Klingt plausibel – kann aber nicht stimmen. Fossilfunde zeigen, dass Gruppen des alten Homo rhodesiensis noch bis vor 35.000 Jahren in Afrika lebten. Aus dem Genom heutiger Afrikaner lässt sich herauslesen, dass der Homo sapiens sich in Afrika noch mit diesen archaischen Hominiden paarte – ebenso wie mit den Neandertalern in Europa und den Denisova-Menschen in Asien. Die Theorie, dass die Stämme des Homo rhodesiensis in Afrika in einem evolutionären Flaschenhals stecken blieben und dabei den modernen Menschen in die Zukunft entließen, ist obsolet.
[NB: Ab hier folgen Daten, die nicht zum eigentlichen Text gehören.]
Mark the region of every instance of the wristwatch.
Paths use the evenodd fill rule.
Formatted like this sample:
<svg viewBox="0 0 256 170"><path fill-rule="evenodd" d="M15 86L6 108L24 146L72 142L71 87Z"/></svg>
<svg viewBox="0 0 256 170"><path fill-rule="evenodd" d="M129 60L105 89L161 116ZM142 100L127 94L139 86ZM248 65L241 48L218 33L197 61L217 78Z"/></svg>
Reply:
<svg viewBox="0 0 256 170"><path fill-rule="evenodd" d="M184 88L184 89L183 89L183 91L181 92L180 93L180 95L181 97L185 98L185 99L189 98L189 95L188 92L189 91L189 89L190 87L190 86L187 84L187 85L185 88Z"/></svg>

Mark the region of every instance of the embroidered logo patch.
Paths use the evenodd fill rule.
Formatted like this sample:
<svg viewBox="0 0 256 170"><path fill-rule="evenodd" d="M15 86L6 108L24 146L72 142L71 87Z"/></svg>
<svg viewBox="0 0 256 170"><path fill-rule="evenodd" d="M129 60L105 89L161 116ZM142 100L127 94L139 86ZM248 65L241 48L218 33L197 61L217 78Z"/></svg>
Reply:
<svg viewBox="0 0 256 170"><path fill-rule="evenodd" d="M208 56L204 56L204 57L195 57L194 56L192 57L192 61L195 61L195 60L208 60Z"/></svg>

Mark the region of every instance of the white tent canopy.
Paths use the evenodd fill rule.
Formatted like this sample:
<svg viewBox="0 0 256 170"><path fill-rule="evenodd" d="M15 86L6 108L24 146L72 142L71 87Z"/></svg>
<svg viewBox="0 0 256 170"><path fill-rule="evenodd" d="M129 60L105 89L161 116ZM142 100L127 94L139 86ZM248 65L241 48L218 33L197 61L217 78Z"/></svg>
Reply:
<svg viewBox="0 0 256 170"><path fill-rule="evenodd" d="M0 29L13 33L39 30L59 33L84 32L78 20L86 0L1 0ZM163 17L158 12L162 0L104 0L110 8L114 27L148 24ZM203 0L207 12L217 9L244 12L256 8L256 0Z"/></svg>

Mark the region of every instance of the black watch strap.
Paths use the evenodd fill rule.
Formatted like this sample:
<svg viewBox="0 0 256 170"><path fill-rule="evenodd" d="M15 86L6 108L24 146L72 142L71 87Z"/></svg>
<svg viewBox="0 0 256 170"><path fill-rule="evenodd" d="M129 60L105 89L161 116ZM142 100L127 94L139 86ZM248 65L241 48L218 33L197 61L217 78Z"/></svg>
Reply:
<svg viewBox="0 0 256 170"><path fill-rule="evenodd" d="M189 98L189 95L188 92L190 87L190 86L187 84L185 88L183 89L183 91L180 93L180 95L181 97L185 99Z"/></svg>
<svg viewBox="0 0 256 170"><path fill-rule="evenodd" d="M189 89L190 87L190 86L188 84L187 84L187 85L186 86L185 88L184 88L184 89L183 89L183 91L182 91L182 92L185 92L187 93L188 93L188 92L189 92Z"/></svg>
Doch auch für die neue Hypothese – Homo sapiens entstand aus einer Art Melange verschiedener bereits genetisch avancierter Vorgänger – gibt es wenige harte Belege. Die ersten Vertreter der neuen Menschheit könnten Geschöpfe gewesen sein, deren fossile Überreste in Äthiopien gefunden wurden. Gebeine aus den Fundstätten bei Omo und Heto gehörten einst frühen Vertretern des Homo sapiens vor 150.000 bis fast 200.000 Jahren. Es sei schon fast Ironie, findet der Max-Planck-Forscher Hublin: "Über Europa und Asien wissen wir viel mehr als über den Ursprungskontinent der Menschheit. Ausgerechnet Afrika ist unser größtes Rätsel."

Nun ist Afrika ein gewaltiger Kontinent. Viele Gebiete, die von den ersten Menschen und ihren Vorfahren bewohnt wurden, sind heute für die Knochenjäger unzugänglich. Was unter der Sahara oder im Boden des tropischen Regenwalds (beides gab es früher nicht) verborgen liegt, ist wohl für immer verloren.

Jean-Jacques Hublin will sich damit nicht abfinden. Er spürt in Marokko dem Homo sapiens nach und hofft, dort einen "Ur-Adam" zu bergen. Es wäre ein spektakulärer Fund. Gelänge Hublin sein Vorhaben, hätte man endlich ein Bild jener Künstler, die den dritten Exodus der Gattung Homo aus Afrika bewältigten. Die Flöten und Dildos schnitzten und diese im Hohlen Fels hinterließen. Aus Afrika in die Schwäbische Alb – das war ein Weg voller unglaublicher Zufälle. Ein Wunder, dass es uns gibt.